Minerva-Ego: Spatiotemporal Hints for Egocentric Video Understanding
For researchers in egocentric and embodied AI, this benchmark provides a more detailed evaluation of reasoning steps and identifies a key limitation in current models that can be partially addressed by spatiotemporal hints.
Minerva-Ego introduces a benchmark for egocentric video reasoning with multi-step multimodal questions and spatiotemporal reasoning traces, revealing a large gap between state-of-the-art models and human performance. Providing hints about 'where' and 'when' to look significantly improves model accuracy.

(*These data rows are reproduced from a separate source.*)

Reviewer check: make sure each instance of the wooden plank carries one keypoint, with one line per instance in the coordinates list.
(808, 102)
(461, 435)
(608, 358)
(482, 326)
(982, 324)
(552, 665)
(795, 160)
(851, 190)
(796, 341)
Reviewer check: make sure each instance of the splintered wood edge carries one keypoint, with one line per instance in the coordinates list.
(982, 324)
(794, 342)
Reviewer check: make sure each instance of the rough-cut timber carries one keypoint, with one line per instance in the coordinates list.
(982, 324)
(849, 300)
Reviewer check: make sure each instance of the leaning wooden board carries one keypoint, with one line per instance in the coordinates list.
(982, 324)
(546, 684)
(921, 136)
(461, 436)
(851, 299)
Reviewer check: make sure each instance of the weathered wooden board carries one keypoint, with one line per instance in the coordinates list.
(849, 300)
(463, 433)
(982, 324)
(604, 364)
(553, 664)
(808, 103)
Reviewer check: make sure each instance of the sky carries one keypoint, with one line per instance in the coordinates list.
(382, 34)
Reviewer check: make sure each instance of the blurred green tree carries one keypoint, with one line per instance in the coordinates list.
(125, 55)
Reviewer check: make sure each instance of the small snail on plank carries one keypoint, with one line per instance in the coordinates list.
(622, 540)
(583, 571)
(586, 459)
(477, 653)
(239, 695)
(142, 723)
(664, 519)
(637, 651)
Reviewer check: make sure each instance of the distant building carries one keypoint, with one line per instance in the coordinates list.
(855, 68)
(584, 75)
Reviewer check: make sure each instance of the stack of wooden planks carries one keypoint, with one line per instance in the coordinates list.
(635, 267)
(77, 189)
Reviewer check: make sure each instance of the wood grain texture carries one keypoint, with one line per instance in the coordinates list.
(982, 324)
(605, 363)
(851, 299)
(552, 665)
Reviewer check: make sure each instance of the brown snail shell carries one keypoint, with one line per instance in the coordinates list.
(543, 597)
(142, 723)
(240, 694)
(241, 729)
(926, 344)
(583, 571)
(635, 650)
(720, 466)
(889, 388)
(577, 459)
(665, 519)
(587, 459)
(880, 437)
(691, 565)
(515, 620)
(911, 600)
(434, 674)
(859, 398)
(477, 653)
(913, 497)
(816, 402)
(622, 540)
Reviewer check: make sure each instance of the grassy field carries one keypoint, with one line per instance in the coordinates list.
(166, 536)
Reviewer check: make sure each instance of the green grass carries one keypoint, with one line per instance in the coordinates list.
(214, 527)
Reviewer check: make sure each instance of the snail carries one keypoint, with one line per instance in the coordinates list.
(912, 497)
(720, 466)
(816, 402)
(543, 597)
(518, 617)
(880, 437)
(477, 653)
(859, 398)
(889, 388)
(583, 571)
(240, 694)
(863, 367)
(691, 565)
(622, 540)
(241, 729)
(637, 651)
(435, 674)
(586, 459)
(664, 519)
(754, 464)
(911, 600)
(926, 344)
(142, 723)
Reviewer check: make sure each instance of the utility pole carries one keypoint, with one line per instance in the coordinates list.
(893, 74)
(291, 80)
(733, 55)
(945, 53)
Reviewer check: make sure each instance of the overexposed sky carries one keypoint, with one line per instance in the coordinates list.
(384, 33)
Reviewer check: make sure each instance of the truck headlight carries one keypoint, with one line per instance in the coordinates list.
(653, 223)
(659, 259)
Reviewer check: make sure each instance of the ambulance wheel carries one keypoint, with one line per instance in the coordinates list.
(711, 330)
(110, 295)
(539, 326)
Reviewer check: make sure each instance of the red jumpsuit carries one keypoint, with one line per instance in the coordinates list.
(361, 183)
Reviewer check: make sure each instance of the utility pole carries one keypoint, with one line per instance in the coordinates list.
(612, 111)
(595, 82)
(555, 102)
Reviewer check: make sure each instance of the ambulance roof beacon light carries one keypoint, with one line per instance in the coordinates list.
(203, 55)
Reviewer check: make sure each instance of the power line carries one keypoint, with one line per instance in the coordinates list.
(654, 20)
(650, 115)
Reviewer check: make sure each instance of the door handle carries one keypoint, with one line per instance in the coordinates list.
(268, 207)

Video reasoning models are a core component of egocentric and embodied agents. However, standard benchmarks for assessing models provide only evaluation of the output (e.g. the answer to a question), without evaluation of intermediate reasoning steps, and most provide answers only in the text domain. We introduce Minerva-Ego, a benchmark for evaluating complex egocentric visual reasoning. We extend recent high-quality video data sources recorded from egocentric / embodied settings with a set of challenging, multi-step multimodal questions and spatiotemporally-dense human-annotated reasoning traces. Benchmarking experiments show that state-of-the-art models still have a large gap to human performance. To investigate this gap in detail, we annotate each reasoning trace in the dataset with the objects of interest required to solve the question, as spatiotemporal mask annotations. Through extensive evaluations, we identify that prompting frontier models with hints of 'where' and 'when' to look yields substantial improvements in performance. Minerva-Ego can be downloaded at https://github.com/google-deepmind/neptune.